As I write this I’m waiting to hear from New Mexico that my father has passed away. He stopped swallowing the other day and was struggling to breathe yesterday. This is the natural progression of advanced dementia and it feels merciless to me.
I am sad. My mom is sad. My sisters are sad. We’re all sad. But at the same time, relief is just a last breath away. We’ve watched him suffer and mourned his loss for the last several years and, while we will always mourn for him, our desire is for him to be Earl again. For his mind to be whole, for his voice to be clear, for his legs to be strong. For him to know nothing but pure delight in the presence of his Jesus. This thought changes sad tears to overwhelming tears of joy.
I will not be there when he takes his final breath and I’m okay with that. Or maybe I’m just convincing myself that I’m okay with that. But my family is nothing if not pragmatic – maybe even to a fault. In my heart I’ve already said goodbye. And I don’t believe my presence will make any difference to him. Don’t get me wrong. If I was closer I would be there with my mom and sister, but logistically, it’s not realistic to think I can be there in time.

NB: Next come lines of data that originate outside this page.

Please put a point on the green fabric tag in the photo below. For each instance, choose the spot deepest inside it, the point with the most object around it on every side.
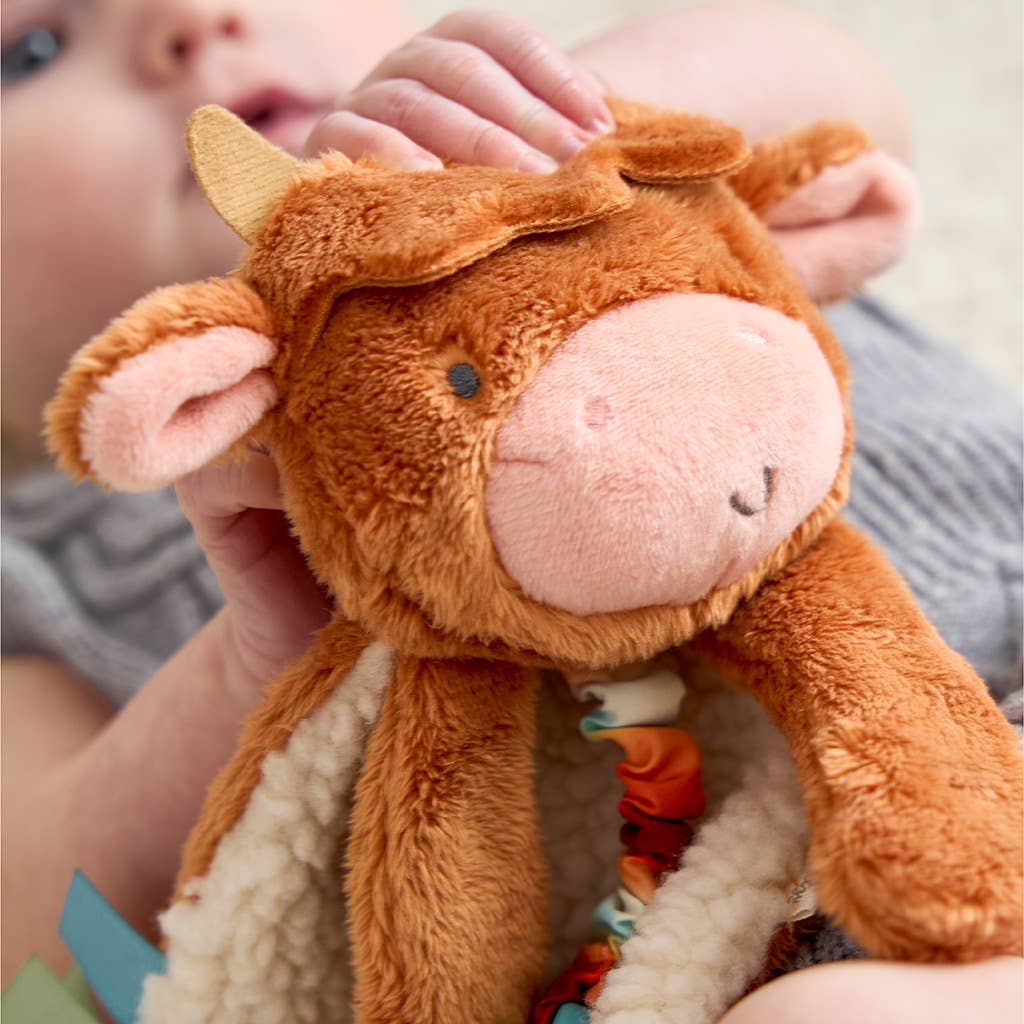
(37, 996)
(78, 988)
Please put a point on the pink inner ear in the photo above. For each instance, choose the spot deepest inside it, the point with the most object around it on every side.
(170, 410)
(849, 223)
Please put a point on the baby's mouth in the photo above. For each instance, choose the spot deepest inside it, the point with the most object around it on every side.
(280, 116)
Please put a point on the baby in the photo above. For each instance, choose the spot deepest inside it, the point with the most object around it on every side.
(99, 207)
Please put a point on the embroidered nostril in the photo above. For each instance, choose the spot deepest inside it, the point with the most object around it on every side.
(596, 412)
(736, 502)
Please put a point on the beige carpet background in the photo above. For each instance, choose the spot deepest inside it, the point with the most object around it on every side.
(960, 66)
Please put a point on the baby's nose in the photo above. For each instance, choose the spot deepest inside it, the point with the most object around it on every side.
(170, 35)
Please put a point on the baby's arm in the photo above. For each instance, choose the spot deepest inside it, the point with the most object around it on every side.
(761, 67)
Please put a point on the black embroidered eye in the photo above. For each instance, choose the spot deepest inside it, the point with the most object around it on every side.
(30, 52)
(464, 379)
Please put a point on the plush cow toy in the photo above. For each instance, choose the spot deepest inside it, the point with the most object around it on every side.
(591, 425)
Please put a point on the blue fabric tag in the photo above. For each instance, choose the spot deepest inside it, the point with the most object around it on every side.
(114, 957)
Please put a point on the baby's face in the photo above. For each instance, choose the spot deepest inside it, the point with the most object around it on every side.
(98, 203)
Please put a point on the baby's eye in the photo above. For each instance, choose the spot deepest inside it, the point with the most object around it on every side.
(30, 52)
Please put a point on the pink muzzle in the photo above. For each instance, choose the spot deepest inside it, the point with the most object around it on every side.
(662, 452)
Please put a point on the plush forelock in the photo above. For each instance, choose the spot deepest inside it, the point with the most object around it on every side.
(341, 225)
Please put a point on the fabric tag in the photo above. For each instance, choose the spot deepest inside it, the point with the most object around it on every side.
(37, 996)
(114, 957)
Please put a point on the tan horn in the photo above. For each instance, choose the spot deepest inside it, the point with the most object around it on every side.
(241, 173)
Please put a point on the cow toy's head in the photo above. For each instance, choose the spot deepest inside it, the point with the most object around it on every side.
(574, 417)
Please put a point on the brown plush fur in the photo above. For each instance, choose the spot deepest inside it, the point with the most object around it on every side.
(779, 166)
(445, 849)
(911, 776)
(908, 769)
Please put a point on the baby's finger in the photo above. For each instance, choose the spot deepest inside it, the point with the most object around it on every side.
(472, 78)
(358, 136)
(445, 127)
(532, 59)
(213, 496)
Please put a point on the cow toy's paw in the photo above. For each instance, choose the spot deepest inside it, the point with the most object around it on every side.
(920, 861)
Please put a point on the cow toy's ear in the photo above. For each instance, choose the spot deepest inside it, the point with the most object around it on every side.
(173, 383)
(839, 210)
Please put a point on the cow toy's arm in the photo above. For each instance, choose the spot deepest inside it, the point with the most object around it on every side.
(911, 777)
(445, 871)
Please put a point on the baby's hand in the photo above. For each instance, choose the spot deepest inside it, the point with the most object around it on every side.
(479, 87)
(272, 601)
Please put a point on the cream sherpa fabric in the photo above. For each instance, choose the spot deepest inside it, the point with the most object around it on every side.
(263, 940)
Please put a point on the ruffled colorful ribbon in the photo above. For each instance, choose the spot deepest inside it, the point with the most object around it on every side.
(660, 770)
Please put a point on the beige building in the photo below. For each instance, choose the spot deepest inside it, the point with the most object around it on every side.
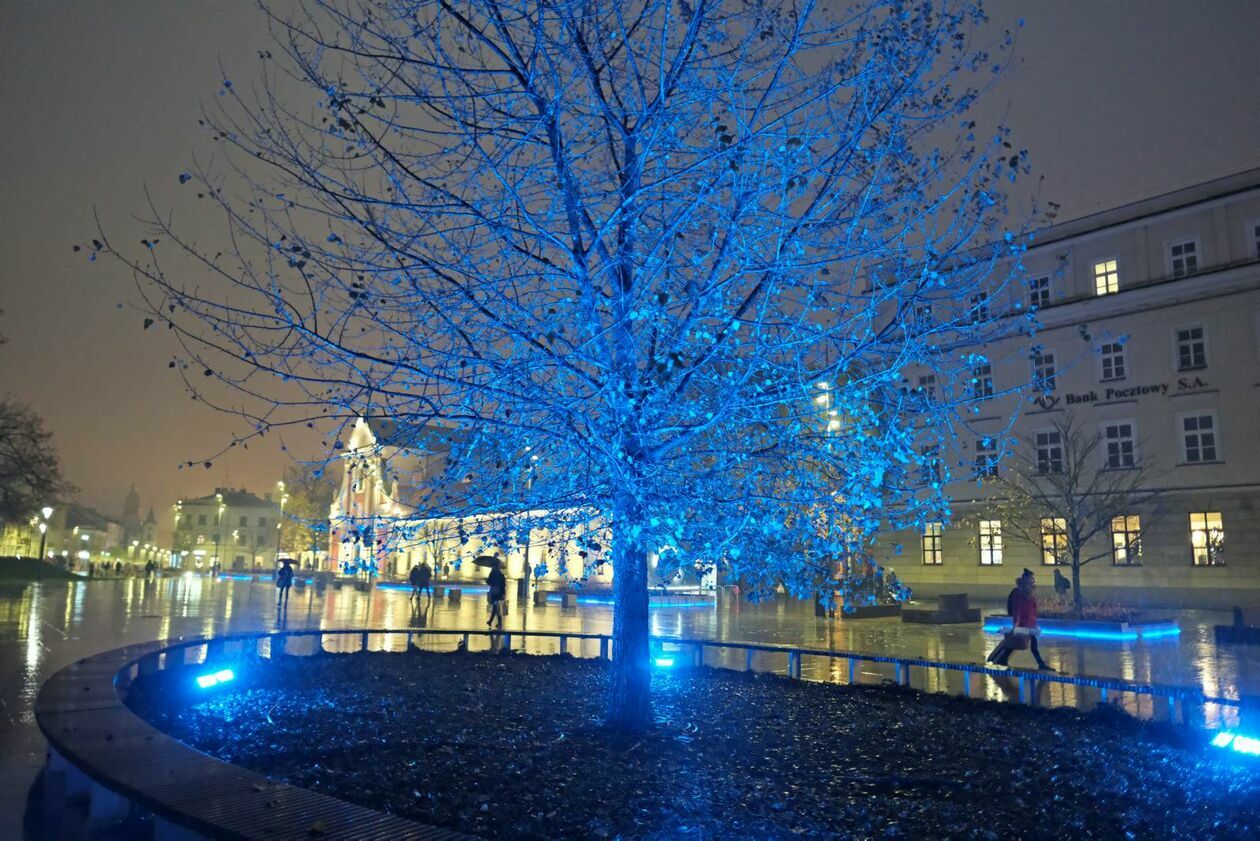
(1151, 336)
(231, 527)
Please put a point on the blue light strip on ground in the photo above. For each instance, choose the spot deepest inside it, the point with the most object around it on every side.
(1084, 633)
(1237, 743)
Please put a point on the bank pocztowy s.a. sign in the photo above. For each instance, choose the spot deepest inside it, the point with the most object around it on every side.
(1111, 394)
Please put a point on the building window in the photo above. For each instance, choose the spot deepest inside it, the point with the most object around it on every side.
(1106, 278)
(1050, 450)
(1207, 539)
(979, 312)
(930, 467)
(927, 386)
(1118, 440)
(933, 544)
(1198, 438)
(990, 542)
(1038, 293)
(1053, 540)
(982, 381)
(1111, 362)
(1127, 540)
(1043, 371)
(1191, 348)
(1183, 257)
(985, 458)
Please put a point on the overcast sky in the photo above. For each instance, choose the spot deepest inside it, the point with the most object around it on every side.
(1114, 98)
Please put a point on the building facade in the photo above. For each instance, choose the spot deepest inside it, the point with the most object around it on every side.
(1151, 337)
(229, 528)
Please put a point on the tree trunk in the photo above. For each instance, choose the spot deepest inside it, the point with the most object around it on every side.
(630, 691)
(1077, 604)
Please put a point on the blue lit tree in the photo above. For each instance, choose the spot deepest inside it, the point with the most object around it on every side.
(663, 266)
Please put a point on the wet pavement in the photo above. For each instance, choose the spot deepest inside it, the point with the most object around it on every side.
(47, 626)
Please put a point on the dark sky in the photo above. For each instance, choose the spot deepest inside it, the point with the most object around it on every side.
(1114, 98)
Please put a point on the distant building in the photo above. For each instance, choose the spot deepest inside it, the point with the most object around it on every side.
(231, 527)
(1151, 334)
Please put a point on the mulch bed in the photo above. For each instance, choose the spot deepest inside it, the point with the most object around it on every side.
(512, 748)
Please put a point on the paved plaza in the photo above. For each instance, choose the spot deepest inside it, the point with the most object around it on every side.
(44, 627)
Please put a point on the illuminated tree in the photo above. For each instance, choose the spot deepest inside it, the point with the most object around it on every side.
(662, 265)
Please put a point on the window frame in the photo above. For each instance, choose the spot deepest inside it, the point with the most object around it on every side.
(993, 546)
(1124, 361)
(1169, 260)
(1177, 343)
(988, 468)
(1181, 417)
(1037, 445)
(1133, 443)
(1094, 275)
(1212, 552)
(1132, 542)
(933, 540)
(1045, 383)
(1037, 289)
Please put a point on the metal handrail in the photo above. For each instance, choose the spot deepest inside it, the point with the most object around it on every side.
(1027, 678)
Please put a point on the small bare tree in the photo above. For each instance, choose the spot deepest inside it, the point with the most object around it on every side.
(1065, 492)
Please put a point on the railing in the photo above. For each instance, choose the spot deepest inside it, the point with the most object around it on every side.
(1191, 700)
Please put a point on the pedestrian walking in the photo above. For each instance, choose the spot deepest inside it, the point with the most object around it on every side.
(284, 581)
(498, 585)
(1022, 608)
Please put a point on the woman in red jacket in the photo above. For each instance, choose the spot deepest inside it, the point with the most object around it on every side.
(1022, 605)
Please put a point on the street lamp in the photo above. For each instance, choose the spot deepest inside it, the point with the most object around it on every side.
(218, 532)
(284, 498)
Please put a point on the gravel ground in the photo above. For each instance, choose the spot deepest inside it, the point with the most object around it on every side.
(512, 748)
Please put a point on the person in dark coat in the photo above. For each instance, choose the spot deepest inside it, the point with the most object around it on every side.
(498, 585)
(284, 581)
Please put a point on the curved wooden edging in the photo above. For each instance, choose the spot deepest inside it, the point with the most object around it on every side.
(82, 715)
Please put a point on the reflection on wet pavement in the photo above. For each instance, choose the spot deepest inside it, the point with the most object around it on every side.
(44, 627)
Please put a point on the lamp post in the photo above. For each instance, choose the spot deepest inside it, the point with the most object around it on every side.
(218, 533)
(47, 511)
(284, 498)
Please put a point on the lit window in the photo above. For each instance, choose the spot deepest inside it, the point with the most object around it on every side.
(1050, 450)
(1038, 293)
(985, 458)
(1191, 348)
(933, 554)
(979, 310)
(1183, 257)
(1118, 440)
(990, 542)
(1198, 438)
(1053, 540)
(1207, 539)
(1111, 361)
(1127, 540)
(1043, 371)
(982, 381)
(1106, 278)
(930, 465)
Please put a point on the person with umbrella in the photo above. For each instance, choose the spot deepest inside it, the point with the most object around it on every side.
(498, 585)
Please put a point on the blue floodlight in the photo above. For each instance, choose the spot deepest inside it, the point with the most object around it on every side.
(1237, 743)
(222, 676)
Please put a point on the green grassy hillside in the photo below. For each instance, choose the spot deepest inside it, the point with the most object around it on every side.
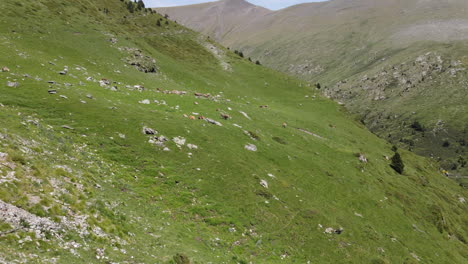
(89, 95)
(367, 55)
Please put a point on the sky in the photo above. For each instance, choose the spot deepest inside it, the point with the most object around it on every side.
(270, 4)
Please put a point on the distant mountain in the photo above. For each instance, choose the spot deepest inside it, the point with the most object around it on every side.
(217, 19)
(391, 62)
(128, 138)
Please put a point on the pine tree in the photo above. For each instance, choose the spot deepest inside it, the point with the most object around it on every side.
(140, 5)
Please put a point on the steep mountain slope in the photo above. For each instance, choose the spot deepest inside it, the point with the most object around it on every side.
(122, 141)
(392, 62)
(218, 19)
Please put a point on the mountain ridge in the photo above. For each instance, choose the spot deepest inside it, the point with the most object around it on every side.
(128, 138)
(340, 43)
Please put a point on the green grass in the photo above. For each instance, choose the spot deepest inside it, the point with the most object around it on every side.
(211, 207)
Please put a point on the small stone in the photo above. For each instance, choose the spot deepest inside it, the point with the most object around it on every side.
(251, 147)
(149, 131)
(13, 84)
(191, 146)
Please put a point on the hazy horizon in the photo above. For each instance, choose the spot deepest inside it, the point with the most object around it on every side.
(270, 4)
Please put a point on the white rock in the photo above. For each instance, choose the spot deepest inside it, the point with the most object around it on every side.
(180, 141)
(251, 147)
(264, 183)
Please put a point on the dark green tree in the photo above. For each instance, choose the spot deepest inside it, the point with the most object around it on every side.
(397, 163)
(140, 5)
(130, 6)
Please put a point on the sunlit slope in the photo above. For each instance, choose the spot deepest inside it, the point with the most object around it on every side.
(87, 172)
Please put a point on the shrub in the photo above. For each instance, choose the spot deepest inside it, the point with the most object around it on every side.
(397, 163)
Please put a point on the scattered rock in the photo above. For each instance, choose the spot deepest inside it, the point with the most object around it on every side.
(13, 84)
(362, 158)
(264, 183)
(245, 115)
(211, 121)
(225, 116)
(191, 146)
(180, 141)
(140, 61)
(251, 147)
(149, 131)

So I wait. I wait to make my flight arrangements. I wait to figure out when to make flight arrangements for Todd and Taylor. Katie is in the final weeks of her junior year of college and she cannot afford to miss school. So I wait to see when the service will be and if it will be possible for her to join us.
And when the waiting is over I will rejoice. I will rejoice in being with my family, no matter the situation. I will rejoice that my precious daddy is no longer suffering. And I will especially rejoice because I am confident in his final destination.
Rejoice in the Lord always. I will say it again: Rejoice!